Dia menggosok-gosok punggung, merasa pegal meski telah bersandar pada pintu.

Merin berteriak. Lebih singkat dan tidak cempreng. Namun tetap saja, bola matanya seperti akan keluar. Bukan serangan eksternal, melainkan karena dia melihat dirinya sendiri di cermin. Pipinya berdarah, tidak—lebih tepatnya dia seperti sedang nangis darah.

Gadis itu mengangkat tangan kanannya. Bagaimana dia bisa lupa bahwa sedang terluka? Saking mati rasa atau jangan-jangan dia punya ilmu kebal? Apa pun itu—baginya, benar-benar memalukan.

Merin melirik ragu drone, lalu berdeham kecil.

"Kamu masih di sana, Professor?" tanyanya memastikan.

Merin lega karena tidak ada suara yang menyaut. Bersyukur orang itu tidak sempat melihat kebodohannya. Merin memajukan wajah, menarik beberapa tisu basah sekaligus. Kemudian, menggosok pipinya secepat mungkin.

Sebenarnya, Eldric masih berada di sana. Memperhatikan layar dengan tangan menyilang. Sudah tak terhitung berapa kali, dia terkekeh sendirian.

"Oke, masalah teratasi!" serunya.

Tisu terakhir dilemparkannya ke keranjang sampah.

"Tunggu, tanganmu ...," celetuk Eldric ketika Merin mencoba mengambil sebuah berkas di mejanya.

Ringisan kecil Merin membenarkan peringatan Eldric.

"Argh, benar. Aku harus mengobati lukaku dulu sebelum latihan presentasi," gumam Merin.

Ujung kedua alis pria itu melengkung disertai helaan napas berat.

"Bodoh, kamu seharusnya beristirahat."

Tangan kiri Merin jadi bekerja lebih keras. Menarik laci dan mengeluarkan kotak P3K. Merin menjatuhkan kotak itu di bibir kasur, lalu duduk di sebelahnya. Plester, kain kasa steril, gel antiseptik, gunting, dan pinset pun terpampang. Namun, ia malah memandangi benda-benda itu.

Merin menggaruk pelipisnya. "Apa yang harus kuambil lebih dulu?"

Sontak, kelopak mata Eldric melebar. Dia mengusap bibir bawahnya, memilah cara yang tepat untuk membantu gadis itu. Jari-jemarinya mendarat di papan kibord, mengetikkan sebuah perintah pada smartlens.

Sending a videomail ...

Di tengah kebingungannya, Merin mendapati getaran kecil di smartlens. Sebuah video tutorial mengobati luka muncul di depan. Senyumnya langsung merekah, membentuk lengkungan bulan sabit. Sangat cerah... dan melegakan, setidaknya Eldric menjadi satu-satunya orang yang menyaksikan momen langka itu.

Eldric menyandarkan punggungnya ke kursi. Menggunakan kedua tangan sebagai bantalan dengan mata masih tertuju pada Merin. Layaknya seorang guru TK yang mengawasi gadis kecilnya.

Posisi Eldric bahkan tak berubah setelah Merin selesai dengan lukanya.
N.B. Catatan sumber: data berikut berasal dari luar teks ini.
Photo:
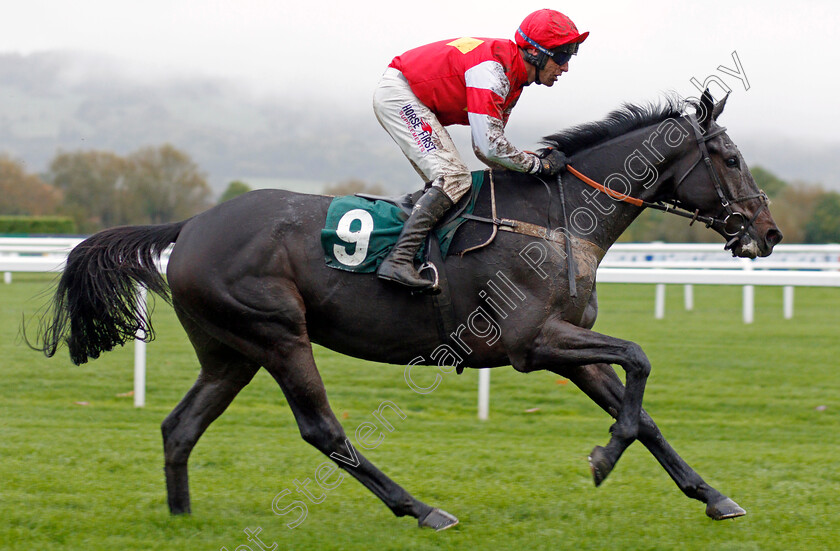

Seperti tengah menonton komedi, Eldric betah melihat sesi latihan Merin. Di depan orang-orang, gadis itu tampak sangar. Ternyata, dia amat terlihat konyol bila hanya berhadapan dengan tembok.

"Para hadirin, marilah kita ...," Merin menggeleng cepat. "Tidak, kaku sekali pembukaannya, seperti kanebo kering."

Eldric tergelak. "Ternyata dia tak pandai dalam segala hal,"

Jarum jam terus menyusuri deretan angka. Beriringan dengan gerak bulan yang kini berada di puncaknya. Merin mulai menguap, membuat Eldric langsung menegakkan kembali badannya.

"Tidurlah. Aku kan sudah membiarkanmu bebas besok," bisiknya.

Seolah telepatinya sukses, Merin meregangkan tubuhnya lalu terhuyung-huyung ke kasur. Ia menarik selimut tebal dan langsung membenamkan kepala di bantal. Perlahan, matanya mulai terpejam. Namun, tak butuh waktu lama untuk terlelap.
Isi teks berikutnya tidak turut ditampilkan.